What is the future trend of AI?Industry leaders say so

Mondo Technology Updated on 2024-01-29

China-Singapore Jingwei, December 15 (Wan Keyi) What will be the development trend of AI technology, which is currently showing infinite potential?At the Tencent Technology Hi Tech Day and 2023 Digital Open Things Conference held on December 14, a group of industry leaders gave their views on the theme of "Intelligence Emerges, Numbers Open Everything".

Huang Chenxia, general manager of Tencent News Operations, believes that the technological progress in 2023 is unusual and can be called the starting point of a new round of industrial revolution. She asked three questions about AI technology: "What obstacles do we need to overcome on the road to AGI?""How will the big model be embedded in the industry?".and "what product possibilities will be brought about by the unprecedented capabilities brought about by AI?"

In response to everyone's ambivalence in the face of new technologies, Huang Chenxia believes that anxiety is understandable, but it should not be rash to act, but to think more deeply. As for the solution of complex problems, Huang Chenxia said that although there are many challenges, in the process of discussing these problems, the emerging information will lead to countless futures.

Huang Chao, Chairman of Kezhi Group and Founder of Digital Kaiwu, said that 2023 is an important year of change in the field of global digital technology, and it is also a year of acceleration for China's digital economy to move forward steadily. Against the backdrop of technological innovation, digitalization is becoming a transformative force in China's economy and society.

In the AI era, GPUs and generalized AI chips have gradually replaced CPUs as the core of computing power development. How can China break the game in GPU R&D and manufacturing?Liao Qiwei, director of the Expert Committee of the State-owned Assets Supervision and Administration Commission of Science and Technology Power Think Tank and professor of the Chinese Academy of Sciences, believes that computing power in a broad sense determines the real competitiveness of a country in the future.

Regarding the disruption brought by AI, Wang Sheng, partner of Innova Angel**, said that a new technological paradigm has its time point from generation to maturity, and next year may be the first year of application. He further explained that the combination of AI and industry is not just beginning, and the large model only broadens the possibility of integration, but this progress will still be gradual if the business model does not change.
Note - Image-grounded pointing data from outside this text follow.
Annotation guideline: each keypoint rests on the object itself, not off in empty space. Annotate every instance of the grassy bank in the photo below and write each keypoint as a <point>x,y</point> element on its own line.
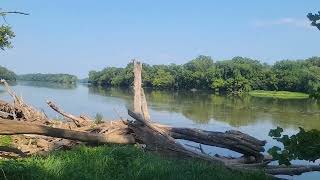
<point>279,94</point>
<point>113,162</point>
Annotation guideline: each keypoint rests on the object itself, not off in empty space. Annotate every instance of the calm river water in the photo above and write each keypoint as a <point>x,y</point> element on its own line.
<point>255,116</point>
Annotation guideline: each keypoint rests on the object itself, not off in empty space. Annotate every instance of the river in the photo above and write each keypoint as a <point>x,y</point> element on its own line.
<point>200,109</point>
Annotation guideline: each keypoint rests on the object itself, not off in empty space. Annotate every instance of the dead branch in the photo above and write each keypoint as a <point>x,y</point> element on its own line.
<point>10,127</point>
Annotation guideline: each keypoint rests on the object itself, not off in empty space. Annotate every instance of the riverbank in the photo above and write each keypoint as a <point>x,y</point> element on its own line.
<point>113,162</point>
<point>279,94</point>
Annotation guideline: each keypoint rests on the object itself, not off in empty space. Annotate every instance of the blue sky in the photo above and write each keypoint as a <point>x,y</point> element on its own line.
<point>76,36</point>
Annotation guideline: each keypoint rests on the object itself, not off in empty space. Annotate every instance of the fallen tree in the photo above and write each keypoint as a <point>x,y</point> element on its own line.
<point>25,123</point>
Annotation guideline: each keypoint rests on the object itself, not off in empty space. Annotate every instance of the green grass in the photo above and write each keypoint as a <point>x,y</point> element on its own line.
<point>279,94</point>
<point>5,140</point>
<point>113,162</point>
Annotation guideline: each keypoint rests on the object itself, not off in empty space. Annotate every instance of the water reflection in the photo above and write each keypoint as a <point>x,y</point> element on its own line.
<point>50,85</point>
<point>201,107</point>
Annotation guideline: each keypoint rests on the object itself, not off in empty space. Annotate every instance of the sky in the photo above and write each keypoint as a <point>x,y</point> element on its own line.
<point>77,36</point>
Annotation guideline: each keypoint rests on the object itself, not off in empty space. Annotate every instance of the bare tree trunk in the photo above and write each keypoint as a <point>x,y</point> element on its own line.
<point>144,107</point>
<point>11,127</point>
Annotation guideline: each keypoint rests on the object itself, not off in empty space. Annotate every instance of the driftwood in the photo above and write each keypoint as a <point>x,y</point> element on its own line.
<point>9,127</point>
<point>19,119</point>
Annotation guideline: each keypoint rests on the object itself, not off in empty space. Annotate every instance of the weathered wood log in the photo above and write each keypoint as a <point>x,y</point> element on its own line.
<point>144,106</point>
<point>11,127</point>
<point>159,141</point>
<point>12,150</point>
<point>240,142</point>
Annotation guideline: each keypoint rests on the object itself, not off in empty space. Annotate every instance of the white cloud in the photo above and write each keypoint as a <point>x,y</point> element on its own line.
<point>293,22</point>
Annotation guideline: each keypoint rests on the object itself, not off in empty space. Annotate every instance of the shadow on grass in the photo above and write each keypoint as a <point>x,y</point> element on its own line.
<point>113,162</point>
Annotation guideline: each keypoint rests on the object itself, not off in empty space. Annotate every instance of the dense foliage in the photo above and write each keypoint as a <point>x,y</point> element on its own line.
<point>305,145</point>
<point>59,78</point>
<point>7,74</point>
<point>234,76</point>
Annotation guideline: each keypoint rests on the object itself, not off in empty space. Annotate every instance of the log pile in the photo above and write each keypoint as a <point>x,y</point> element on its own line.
<point>34,133</point>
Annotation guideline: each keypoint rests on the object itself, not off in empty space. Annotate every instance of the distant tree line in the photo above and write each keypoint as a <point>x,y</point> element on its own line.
<point>58,78</point>
<point>235,76</point>
<point>7,74</point>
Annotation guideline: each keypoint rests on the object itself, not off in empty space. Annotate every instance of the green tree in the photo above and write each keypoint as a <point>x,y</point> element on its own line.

In this regard, Fang Han, chairman and CEO of Kunlun Wanwei, added: "Incremental innovation will land relatively quickly on the B side, and disruptive innovation will shine on the C side. He believes that this wave of AI will definitely give birth to new C-end giants from small enterprises.

Regarding the concept of AI Native, which has been widely discussed recently, Fang Han believes that AI Native is a completely false proposition. Wang Sheng believes that AI is a tool and an extension of past applications, and has limited relevance to native.

Talking about which application scenarios are the first to be changed by AI, Chen Xi, vice president of investment at Quzhong Capital, divided AI into three layers: the basic model layer, the middle layer and the application layer. "The basic model layer is the one with the highest barriers, and the application layer has the most development opportunities. Chen Xi said.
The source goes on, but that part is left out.